Hierfür wurde eine methodenexterne Triangulationsstudie bestehend aus Voruntersuchung, Prozessevaluation und Wirkungsuntersuchung durchgeführt. Sie erfolgte im Schuljahr 2017/18 in 50 Schulklassen an 13 öffentlichen Gemeinschaftsschulen in Schleswig-Holstein. Die teilnehmenden Klassen wurden einer Experimental- (EG) und Kontrollgruppe (KG) als geclusterte Zufallsstichprobe zugeordnet (EG/KG: n = 25) (vgl. Walsh und Gansewig 2019, S. 29 ff.).

Den Zielsetzungen der Intervention gemäß sollten positive Veränderungen im Hinblick auf extrem rechte Einstellungen, Gewalt und Delinquenz bei den Schüler/innen eintreten. Die Überprüfung dieser Ziele stand im Fokus der Wirkungsuntersuchung, auf deren empirisches und methodisches Vorgehen sowie Analyseverfahren an dieser Stelle aus Platzgründen nicht näher eingegangen werden kann (siehe hierzu ebd., S. 36 ff.). Die Prozessevaluation begleitete die Durchführung der Schulmaßnahme, nahm deren Rahmenbedingungen, die inhaltliche und methodische Gestaltung sowie referentenspezifische Aspekte in den Blick. Hierfür wurden die teilnehmenden Schüler/innen im unmittelbaren Anschluss an die Intervention und im Durchschnitt fünfeinhalb Monate nach der Maßnahme schriftlich befragt.Footnote 11 Im Folgenden stehen eben diese Schüler/inneneinschätzungen und somit insbesondere diese Teilergebnisse der Prozessevaluation im Vordergrund. Sie generierten sich sowohl aus geschlossenen als auch aus offenen Frageformaten zu beiden Messzeitpunkten.

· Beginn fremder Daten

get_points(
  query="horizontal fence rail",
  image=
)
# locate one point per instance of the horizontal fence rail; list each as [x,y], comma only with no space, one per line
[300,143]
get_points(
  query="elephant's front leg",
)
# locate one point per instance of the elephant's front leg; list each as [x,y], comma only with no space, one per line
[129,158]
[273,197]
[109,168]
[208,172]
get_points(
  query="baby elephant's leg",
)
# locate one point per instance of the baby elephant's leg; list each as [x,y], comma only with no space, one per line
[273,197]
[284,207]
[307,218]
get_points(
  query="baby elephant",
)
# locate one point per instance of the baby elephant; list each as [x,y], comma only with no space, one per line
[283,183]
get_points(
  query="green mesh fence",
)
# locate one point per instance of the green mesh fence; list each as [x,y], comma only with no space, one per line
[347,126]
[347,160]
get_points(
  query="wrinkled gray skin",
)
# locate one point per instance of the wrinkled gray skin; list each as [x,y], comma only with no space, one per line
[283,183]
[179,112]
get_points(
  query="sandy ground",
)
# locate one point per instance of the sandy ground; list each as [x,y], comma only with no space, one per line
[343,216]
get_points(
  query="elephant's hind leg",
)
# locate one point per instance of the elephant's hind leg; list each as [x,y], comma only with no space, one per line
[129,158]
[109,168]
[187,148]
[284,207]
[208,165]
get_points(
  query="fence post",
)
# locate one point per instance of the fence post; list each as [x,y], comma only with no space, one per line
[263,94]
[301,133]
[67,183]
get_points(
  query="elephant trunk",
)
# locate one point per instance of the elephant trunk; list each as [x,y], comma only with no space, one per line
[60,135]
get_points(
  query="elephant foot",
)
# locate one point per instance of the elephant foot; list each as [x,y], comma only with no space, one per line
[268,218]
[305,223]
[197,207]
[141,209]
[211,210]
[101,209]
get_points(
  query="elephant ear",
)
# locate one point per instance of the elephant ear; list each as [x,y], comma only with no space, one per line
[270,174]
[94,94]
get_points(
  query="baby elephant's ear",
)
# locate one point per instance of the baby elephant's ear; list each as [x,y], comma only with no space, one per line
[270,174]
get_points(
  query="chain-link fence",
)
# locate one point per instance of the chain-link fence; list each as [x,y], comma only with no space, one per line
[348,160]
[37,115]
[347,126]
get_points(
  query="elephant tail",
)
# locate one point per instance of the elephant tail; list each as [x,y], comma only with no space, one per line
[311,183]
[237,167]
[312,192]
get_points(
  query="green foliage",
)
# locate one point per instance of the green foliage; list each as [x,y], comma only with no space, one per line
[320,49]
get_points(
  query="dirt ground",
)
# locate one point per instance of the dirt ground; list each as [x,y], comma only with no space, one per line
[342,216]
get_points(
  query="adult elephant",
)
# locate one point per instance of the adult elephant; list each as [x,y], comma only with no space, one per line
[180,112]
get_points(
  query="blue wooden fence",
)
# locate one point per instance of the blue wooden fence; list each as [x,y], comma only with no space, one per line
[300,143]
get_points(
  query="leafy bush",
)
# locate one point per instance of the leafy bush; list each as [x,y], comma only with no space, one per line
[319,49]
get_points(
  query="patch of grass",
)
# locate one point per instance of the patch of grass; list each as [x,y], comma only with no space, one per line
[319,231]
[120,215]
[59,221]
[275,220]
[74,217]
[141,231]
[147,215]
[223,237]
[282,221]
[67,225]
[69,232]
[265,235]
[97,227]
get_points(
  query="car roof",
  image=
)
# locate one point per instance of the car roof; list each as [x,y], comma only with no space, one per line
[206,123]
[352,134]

Die Auswertung der geschlossenen Fragen erfolgte deskriptiv, die der offenen Fragen mittels Kategorisierungen (ausführlich hierzu Gansewig und Walsh 2020a, S. 270 f.).

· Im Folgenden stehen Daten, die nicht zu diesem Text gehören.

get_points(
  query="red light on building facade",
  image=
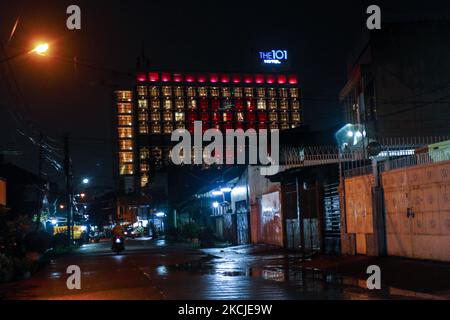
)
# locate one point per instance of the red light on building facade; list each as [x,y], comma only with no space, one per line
[141,77]
[153,76]
[292,79]
[259,78]
[190,78]
[213,78]
[248,78]
[270,78]
[281,79]
[201,78]
[166,77]
[177,77]
[224,78]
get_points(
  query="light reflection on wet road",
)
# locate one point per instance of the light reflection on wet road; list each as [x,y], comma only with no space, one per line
[160,270]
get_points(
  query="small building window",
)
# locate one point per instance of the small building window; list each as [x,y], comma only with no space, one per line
[155,116]
[124,121]
[203,91]
[167,116]
[237,92]
[191,92]
[125,157]
[156,104]
[143,104]
[261,104]
[125,132]
[154,91]
[125,144]
[124,108]
[179,116]
[179,92]
[167,91]
[142,91]
[126,169]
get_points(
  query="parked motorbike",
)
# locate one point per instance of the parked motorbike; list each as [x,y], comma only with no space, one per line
[118,244]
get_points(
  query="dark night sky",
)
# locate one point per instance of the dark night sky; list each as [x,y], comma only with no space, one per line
[189,35]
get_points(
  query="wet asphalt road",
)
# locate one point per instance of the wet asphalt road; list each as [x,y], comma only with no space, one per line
[155,269]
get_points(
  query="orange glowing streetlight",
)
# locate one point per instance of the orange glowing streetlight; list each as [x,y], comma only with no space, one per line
[41,48]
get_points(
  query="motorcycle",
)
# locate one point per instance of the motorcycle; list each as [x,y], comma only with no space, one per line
[118,244]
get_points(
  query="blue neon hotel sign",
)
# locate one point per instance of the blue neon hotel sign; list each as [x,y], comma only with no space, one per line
[273,56]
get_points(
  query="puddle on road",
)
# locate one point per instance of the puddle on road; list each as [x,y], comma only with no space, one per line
[284,271]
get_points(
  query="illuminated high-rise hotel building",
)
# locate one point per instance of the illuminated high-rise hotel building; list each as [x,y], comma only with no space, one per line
[161,102]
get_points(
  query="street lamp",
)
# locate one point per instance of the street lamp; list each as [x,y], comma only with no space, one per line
[40,49]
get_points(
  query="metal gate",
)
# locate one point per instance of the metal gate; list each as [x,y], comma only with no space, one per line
[331,219]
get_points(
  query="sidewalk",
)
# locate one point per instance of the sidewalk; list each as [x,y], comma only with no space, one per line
[407,277]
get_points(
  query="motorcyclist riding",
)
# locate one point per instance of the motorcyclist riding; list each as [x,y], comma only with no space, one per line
[118,239]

3 Ergebnisse der Evaluationsstudie aus Schüler/innenperspektive

3.1 Die Stichproben

In die Auswertung der Prozessevaluation gingen unmittelbar nach der Intervention (MZP I)Footnote 12 insgesamt 490 und im Durchschnitt fünfeinhalb Monate nach der Maßnahmenteilnahme (MZP II) 448 Schüler/innenfragebögen ein (Tab. 1). Der Anteil zwischen weiblichen und männlichen Befragten war jeweils ausgeglichen (MZP I: ♀: 48 %, ♂: 52 %; MZP II: ♀: 47 %, ♂: 53 %). Der Altersdurchschnitt beider Stichproben lag bei 15 Jahren (MZP I: 48 %; MZP II: 62 %); die jüngsten Teilnehmenden waren zum Zeitpunkt der Befragung 13 Jahre alt, die ältesten 17 Jahre. Die überwiegende Mehrheit (MZP I: 78 %; MZP II: 77 %) hatte keinen Migrationshintergrund (Gansewig und Walsh 2020a, S. 305 f.).

Tab. 1 Stichproben zu beiden Messzeitpunkten (Prozessevaluation)

Ferner werden die folgenden Ausführungen teils durch Ergebnisse der Wirkungsuntersuchung ergänzt. Diese stützen sich auf die schriftliche Befragung von 564 Schüler/innen zum zweiten Messzeitpunkt (EG: n = 300; KG: n = 264) (Walsh und Gansewig 2019, S. 69 ff.).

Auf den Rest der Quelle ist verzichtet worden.